Avant les demi-finales des ATP Finals, les trois dernières défaites de Djokovic sur le circuit avaient été concédées aux trois vingtenaires qui rêvent de sa trajectoire : Holger Rune à Rome, Carlos Alcaraz à Wimbledon, Jannik Sinner aux ATP Finals.
Un message envoyé à la nouvelle génération
A Turin, Djokovic a clarifié les choses en les dominant un par un. Il a confirmé contre Rune la victoire qu’il avait infligée au Danois à Bercy, et il a roulé sur Alcaraz puis Sinner samedi et dimanche. Ces deux succès, 6-3, 6-2 et 6-3, 6-3, ont laissé les deux joueurs avec des attitudes de boxeurs cabossés qui pèsera lourd au moment des retrouvailles en 2024.
Parfois les scènes les plus impressionnantes de domination se jouent ailleurs que sur le court. Et dans les sous-cols du Pala Alpitour, où les joueurs viennent se confier aux médias après leurs rencontres, Djokovic avait quasiment permis à tout le monde de voir le film s’écrire au cours des 24 derniers heures.

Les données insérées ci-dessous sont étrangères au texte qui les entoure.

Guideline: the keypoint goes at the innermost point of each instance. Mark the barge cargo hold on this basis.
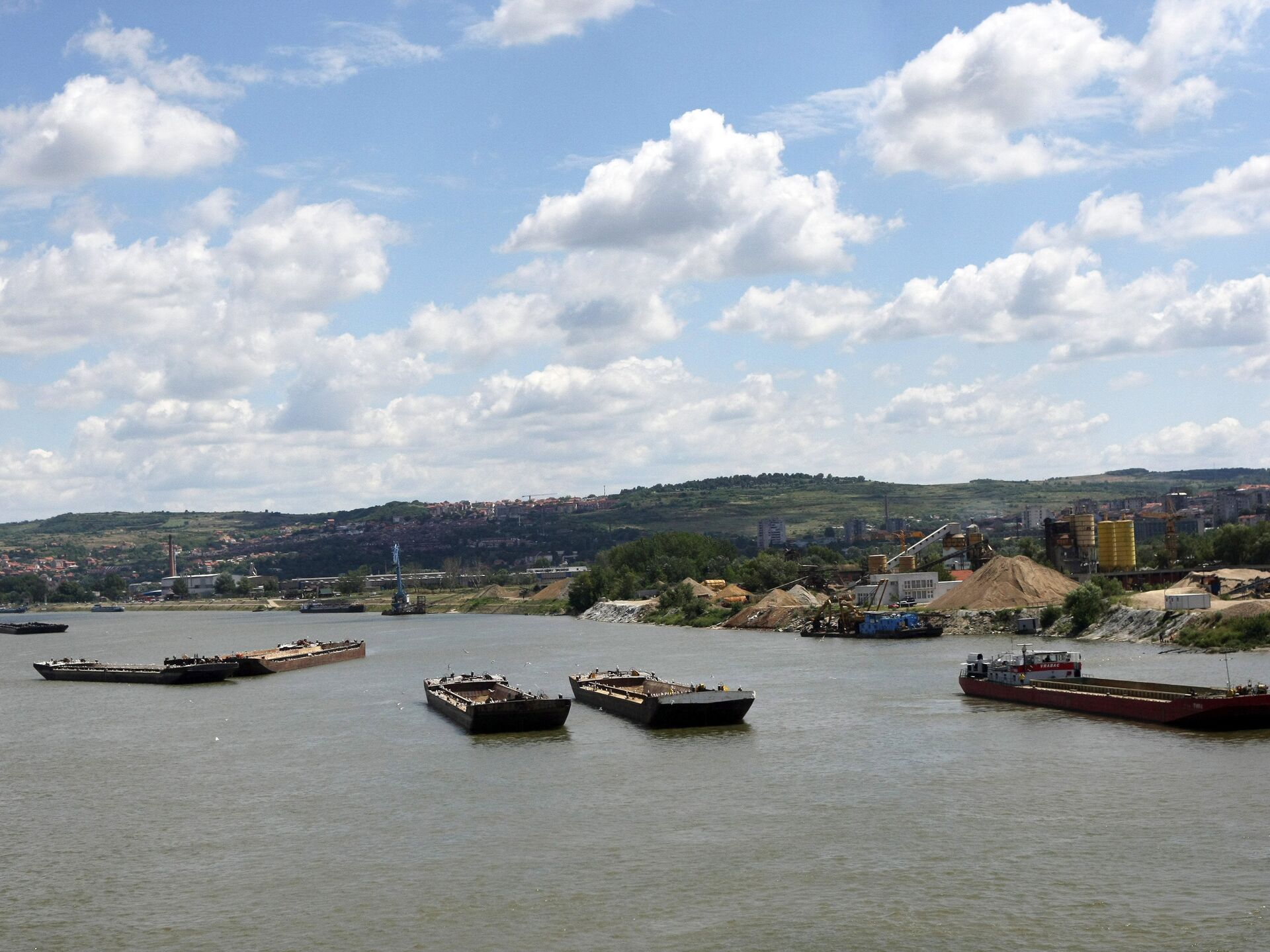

Vendredi, après avoir battu Hurkacz pour maintenir ses chances de qualification, Djokovic est apparu bougon, manifestement mari de voir son sort dépendre d’un autre que lui. Si Rune battait Sinner, le Serbe était éliminé.
Après avoir laminé Alcaraz en demie dans des proportions que pas grand chose ne laissaient deviner après le 6-4, 6-4 de l’Espagnol contre Medvedev et les duels au couteau joués dans le passé entre les deux hommes, Djokovic s’est présenté avec une aura de destructeur d’espoir, de champion en train d’exercer sa plénitude, comme certain qu’il allait saisir sa chance le lendemain.
Vendredi d’ailleurs, quand il avait l’air si vexé de ne pas avoir assommé son groupe, Djokovic avait lancé la phrase la plus décisive de sa semaine. Deux heures plus tôt, Zverev avait indiqué qu’il serait le premier supporter de Medvedev contre Alcaraz dans la perspective de sa qualification future. Invité à dire s’il avait la même fibre supportériste pour Sinner, Djokovic n’a même pas laissé à son interlocuteur le soin de poser la question. « Non, je ne serai pas son supporter. J’aurai toujours la Coupe Davis pour finir la saison, c’est à ça que je pense en ce moment. »
Novak avait simplement un coup d’avance. On ne se déclare pas supporter d’un joueur qu’on est susceptible de retrouver en finale deux jours plus tard, avec une revanche à prendre sur une défaite récente ; on lui demande de montrer ce dont il est capable. Dimanche, Sinner est venu. Djokovic a vu. Et comme souvent, il a vaincu.